Retrieve field operations data with receive

Use receive to query work orders, technician schedules, and appointment states. receive performs HTTP GET against {base_url}/api/{endpoint} and accepts optional query parameters for filters and pagination.

{
  "operation": "receive",
  "endpoint": "appointments",
  "query": {
    "technicianId": "TECH-1007",
    "startTime": "2026-05-09T00:00:00Z",
    "limit": "25"
  }
}

receive returns normalized output:

{
  "success": true,
  "data": {
    "message": "Oracle Field Service data retrieved successfully",
    "work_order_count": 2,
    "items": [
      {
        "workOrderId": "WO-22051",
        "startTime": "2026-05-09T09:00:00Z",
        "endTime": "2026-05-09T11:00:00Z",
        "status": "Scheduled"
      },
      {
        "workOrderId": "WO-22052",
        "startTime": "2026-05-09T13:00:00Z",
        "endTime": "2026-05-09T14:30:00Z",
        "status": "Scheduled"
      }
    ]
  }
}

When the API response includes an items array, the connector returns that array. Otherwise it wraps the response object in a single-element items array.

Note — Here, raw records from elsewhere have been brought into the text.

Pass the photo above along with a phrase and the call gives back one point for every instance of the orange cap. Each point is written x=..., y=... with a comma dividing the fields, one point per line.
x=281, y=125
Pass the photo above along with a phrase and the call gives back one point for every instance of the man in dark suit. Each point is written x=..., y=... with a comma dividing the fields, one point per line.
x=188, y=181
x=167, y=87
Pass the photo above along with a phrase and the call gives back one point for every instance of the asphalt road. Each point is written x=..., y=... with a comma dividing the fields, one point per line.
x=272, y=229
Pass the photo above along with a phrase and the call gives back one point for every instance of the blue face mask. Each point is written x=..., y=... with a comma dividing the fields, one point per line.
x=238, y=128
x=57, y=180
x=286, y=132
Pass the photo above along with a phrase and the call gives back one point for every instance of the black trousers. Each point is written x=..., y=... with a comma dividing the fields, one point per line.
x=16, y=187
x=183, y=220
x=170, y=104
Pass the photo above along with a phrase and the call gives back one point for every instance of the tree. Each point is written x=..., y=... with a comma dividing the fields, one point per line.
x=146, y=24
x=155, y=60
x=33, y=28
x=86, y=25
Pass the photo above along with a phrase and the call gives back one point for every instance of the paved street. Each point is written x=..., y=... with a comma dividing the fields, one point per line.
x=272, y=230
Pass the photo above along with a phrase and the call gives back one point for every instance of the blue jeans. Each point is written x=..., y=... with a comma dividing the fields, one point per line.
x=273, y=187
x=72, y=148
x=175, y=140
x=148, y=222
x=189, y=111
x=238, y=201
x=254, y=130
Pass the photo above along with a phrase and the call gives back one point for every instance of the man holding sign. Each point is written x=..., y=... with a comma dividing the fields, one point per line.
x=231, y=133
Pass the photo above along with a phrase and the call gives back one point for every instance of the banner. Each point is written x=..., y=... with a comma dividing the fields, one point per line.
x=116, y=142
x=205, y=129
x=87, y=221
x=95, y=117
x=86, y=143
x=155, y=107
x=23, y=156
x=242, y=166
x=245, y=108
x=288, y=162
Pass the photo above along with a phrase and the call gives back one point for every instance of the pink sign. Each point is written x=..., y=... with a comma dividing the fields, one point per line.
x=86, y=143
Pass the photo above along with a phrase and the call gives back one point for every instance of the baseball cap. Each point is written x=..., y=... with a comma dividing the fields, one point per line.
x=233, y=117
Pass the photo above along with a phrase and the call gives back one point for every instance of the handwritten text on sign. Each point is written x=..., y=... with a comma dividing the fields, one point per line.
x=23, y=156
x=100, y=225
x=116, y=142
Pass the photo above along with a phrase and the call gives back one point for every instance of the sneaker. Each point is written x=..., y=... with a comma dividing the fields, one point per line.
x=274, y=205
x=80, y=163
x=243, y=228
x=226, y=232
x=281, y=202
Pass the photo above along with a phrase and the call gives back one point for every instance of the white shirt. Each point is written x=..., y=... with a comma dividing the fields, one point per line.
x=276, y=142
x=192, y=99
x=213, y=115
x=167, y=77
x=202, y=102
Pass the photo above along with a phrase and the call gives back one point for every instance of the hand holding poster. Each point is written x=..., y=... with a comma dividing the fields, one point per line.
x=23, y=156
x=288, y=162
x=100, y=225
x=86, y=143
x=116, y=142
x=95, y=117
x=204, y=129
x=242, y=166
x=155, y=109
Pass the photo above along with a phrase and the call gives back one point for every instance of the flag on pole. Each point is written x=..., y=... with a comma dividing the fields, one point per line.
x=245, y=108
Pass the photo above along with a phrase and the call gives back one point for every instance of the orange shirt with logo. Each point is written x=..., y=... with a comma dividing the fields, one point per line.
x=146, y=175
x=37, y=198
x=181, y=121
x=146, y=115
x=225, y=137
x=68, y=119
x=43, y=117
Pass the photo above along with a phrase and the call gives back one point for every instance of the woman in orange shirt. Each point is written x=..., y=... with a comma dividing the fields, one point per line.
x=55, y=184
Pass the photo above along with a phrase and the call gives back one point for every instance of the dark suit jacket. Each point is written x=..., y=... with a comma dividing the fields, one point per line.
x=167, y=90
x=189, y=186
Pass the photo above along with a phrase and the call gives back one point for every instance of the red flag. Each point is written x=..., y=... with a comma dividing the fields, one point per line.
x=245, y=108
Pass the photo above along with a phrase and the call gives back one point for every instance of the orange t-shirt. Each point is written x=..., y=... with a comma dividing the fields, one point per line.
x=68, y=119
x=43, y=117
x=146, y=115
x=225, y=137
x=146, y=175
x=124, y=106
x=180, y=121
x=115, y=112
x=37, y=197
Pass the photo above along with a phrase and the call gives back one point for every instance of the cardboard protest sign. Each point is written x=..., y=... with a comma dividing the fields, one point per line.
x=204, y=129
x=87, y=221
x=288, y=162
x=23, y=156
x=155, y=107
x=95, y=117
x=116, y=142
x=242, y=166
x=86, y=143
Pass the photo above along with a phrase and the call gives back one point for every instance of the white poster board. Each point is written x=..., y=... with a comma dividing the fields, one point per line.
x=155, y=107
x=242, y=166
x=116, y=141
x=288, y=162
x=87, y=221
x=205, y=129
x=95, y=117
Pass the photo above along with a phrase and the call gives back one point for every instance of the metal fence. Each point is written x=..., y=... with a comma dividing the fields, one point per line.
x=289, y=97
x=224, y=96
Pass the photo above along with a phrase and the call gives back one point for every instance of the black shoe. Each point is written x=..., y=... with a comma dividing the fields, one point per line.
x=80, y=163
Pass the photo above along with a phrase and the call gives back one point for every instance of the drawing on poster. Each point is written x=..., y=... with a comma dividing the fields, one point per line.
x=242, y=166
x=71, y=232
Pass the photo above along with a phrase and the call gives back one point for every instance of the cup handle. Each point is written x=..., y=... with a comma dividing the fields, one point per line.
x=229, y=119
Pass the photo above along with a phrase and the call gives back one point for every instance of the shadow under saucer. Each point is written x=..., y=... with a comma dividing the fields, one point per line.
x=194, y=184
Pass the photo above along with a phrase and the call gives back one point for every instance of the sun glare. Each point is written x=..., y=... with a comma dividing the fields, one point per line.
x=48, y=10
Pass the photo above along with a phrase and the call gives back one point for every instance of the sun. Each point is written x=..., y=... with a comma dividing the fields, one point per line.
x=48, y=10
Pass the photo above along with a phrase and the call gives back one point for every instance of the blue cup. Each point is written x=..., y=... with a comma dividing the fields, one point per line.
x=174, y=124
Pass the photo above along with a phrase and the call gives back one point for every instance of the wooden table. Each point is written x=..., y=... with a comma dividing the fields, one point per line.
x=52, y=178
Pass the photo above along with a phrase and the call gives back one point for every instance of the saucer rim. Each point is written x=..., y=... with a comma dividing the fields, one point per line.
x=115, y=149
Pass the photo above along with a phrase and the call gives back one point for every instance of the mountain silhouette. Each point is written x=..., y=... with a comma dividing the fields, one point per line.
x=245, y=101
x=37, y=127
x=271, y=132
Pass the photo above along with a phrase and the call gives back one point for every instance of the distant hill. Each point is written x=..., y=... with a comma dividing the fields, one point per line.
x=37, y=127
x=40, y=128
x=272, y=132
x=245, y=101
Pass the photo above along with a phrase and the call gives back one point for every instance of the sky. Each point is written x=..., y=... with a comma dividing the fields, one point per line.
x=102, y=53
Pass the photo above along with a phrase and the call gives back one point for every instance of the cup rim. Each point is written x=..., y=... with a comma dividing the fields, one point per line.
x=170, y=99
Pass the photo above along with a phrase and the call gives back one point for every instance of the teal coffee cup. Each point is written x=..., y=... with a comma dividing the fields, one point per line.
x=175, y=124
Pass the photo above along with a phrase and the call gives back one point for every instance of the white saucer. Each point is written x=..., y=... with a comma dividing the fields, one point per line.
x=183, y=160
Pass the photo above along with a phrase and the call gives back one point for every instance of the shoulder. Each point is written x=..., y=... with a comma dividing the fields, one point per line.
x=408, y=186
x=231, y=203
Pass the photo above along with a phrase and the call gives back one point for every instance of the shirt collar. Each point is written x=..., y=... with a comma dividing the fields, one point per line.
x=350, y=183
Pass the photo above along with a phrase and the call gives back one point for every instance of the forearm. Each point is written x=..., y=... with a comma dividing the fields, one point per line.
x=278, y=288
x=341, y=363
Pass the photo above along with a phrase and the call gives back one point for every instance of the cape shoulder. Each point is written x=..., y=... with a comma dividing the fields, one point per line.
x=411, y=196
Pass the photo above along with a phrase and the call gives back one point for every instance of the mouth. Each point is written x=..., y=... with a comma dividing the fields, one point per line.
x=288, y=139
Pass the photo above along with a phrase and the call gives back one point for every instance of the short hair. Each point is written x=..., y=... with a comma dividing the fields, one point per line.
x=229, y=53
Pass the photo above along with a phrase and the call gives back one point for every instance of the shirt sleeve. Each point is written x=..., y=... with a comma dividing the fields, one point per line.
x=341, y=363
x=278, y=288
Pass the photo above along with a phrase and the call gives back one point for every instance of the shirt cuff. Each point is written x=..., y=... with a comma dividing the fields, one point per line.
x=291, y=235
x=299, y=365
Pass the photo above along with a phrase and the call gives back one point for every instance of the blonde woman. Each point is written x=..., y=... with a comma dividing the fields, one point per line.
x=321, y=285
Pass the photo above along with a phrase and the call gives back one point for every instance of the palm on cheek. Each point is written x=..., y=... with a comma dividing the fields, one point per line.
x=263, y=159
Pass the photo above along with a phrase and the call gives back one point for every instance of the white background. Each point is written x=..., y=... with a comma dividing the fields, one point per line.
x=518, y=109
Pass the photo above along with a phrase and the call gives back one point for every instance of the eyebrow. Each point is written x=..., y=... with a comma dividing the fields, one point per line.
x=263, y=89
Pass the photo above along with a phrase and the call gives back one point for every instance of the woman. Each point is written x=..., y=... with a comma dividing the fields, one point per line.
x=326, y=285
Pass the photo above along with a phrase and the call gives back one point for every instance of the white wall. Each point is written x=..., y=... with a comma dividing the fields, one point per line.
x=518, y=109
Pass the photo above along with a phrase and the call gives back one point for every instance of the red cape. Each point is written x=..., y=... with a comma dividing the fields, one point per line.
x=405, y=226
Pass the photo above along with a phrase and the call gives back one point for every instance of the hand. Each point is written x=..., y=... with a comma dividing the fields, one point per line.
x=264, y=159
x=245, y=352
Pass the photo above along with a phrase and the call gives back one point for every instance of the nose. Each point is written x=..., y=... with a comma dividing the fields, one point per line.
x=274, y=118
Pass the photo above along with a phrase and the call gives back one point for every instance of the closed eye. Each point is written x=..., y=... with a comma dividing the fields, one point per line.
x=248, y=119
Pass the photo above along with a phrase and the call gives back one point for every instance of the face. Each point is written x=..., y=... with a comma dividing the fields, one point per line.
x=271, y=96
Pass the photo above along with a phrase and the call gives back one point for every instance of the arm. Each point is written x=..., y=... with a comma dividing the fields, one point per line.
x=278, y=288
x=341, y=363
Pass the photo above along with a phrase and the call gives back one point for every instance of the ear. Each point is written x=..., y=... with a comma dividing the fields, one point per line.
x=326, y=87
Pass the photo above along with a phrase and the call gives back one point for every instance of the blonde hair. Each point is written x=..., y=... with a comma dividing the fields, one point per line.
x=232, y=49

Run arbitrary methods with execute

Use execute when you need full control over HTTP method and body. execute defaults to HTTP GET when method is omitted. Provide the JSON body in body or data.

{
  "operation": "execute",
  "endpoint": "workOrders/WO-22051",
  "method": "PATCH",
  "body": {
    "status": "In Progress",
    "technicianId": "TECH-1007"
  }
}

Validate setup with test

test obtains an OAuth token and probes api/workOrders (legacy path composition: {base_url}/api/api/workOrders). On success it returns connection metadata including work_orders_found.

{
  "success": true,
  "data": {
    "message": "Oracle Field Service connection test successful",
    "details": {
      "base_url": "https://your-instance.oraclecloud.com",
      "work_orders_found": 12
    }
  }
}

Reliability guidance

Most integration issues come from OAuth credential errors, missing entity permissions, or API throttling under burst traffic. Keep OAuth secrets rotated, validate entity access at setup time, and apply retries with exponential backoff for transient failures.

For production stability, use selective fields, page large queries, and always check success before triggering downstream automations. This keeps field-service orchestration predictable and auditable.